Taken together, it is likely that to assess and truly validate outcomes further from transplant than the first week, further development of a more sophisticated multivariate analysis is required. Ideally, this process will need to control for recipient and potentially intraoperative and postoperative variables, and will require a large number of subjects to circumvent the huge clinical variability in lung transplantation as it is currently practiced. As an example of just this strategy, Nyberg and colleagues [15] used statistical techniques based on mathematical modeling of a large number of potential predictor variables to select and score categories for a renal transplant donor scoring system [15]. The authors concluded that the donor scoring system based on the donor information available at the time of procurement could be used to estimate early graft function after renal transplantation.
In lung transplantation, Sekine and colleagues [14] assessed donor, recipient, and perioperative factors to identify risk factors for 30-day mortality and prolonged ICU stay. In univariate analysis a marginal donor was significantly associated with 30-day mortality or prolonged ICU stay; however, in multivariate analysis, the association did not reach statistical significance. Therefore, donor factors were not considered further in their scoring system. The authors therefore concluded that a scoring system based entirely on recipient and perioperative factors could be used to predict early outcomes.
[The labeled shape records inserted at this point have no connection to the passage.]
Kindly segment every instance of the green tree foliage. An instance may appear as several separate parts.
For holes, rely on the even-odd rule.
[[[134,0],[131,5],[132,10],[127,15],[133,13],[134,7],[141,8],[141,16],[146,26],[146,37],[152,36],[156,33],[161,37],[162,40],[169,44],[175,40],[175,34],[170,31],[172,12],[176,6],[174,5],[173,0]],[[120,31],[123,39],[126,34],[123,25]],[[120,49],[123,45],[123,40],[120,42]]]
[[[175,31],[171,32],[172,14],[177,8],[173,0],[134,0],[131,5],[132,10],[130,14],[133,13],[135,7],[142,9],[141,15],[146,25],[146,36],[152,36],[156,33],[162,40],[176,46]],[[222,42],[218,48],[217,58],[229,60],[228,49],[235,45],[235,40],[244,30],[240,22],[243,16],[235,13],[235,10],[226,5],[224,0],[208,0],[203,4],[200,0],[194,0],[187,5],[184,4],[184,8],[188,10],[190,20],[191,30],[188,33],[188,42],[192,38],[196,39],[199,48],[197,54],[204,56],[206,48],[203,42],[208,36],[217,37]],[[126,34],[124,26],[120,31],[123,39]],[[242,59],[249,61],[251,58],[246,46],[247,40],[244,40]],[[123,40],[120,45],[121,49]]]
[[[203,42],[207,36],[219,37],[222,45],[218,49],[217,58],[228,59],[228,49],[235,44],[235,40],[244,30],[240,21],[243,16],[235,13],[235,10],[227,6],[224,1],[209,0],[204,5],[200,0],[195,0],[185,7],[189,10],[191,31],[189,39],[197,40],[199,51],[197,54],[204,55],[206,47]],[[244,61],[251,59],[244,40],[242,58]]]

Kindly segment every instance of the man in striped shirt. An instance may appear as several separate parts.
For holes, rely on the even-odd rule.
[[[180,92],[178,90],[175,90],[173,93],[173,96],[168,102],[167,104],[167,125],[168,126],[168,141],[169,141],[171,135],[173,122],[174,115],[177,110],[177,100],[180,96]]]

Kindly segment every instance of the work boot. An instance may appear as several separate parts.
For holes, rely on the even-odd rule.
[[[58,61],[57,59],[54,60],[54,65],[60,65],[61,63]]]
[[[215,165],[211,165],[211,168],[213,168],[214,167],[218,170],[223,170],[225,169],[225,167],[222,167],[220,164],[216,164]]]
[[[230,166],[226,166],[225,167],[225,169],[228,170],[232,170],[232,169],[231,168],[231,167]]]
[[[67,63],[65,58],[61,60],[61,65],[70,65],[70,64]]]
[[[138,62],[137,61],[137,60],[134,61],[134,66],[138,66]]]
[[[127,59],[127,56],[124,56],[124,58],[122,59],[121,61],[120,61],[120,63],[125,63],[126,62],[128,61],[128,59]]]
In conclusion, a proposed simple donor scoring system based on five major donor variables, all of which are available at the time of donor selection was significantly and independently associated with early post-transplant outcomes even after adjustment of recipient and operative factors. The donor score may have a useful role to play for data comparison among specific centers, quality control, evaluative research, and clinical decision making in donor selection and management in lung transplantation. A larger prospective study is necessary for further validation and extension of this proposed donor scoring system.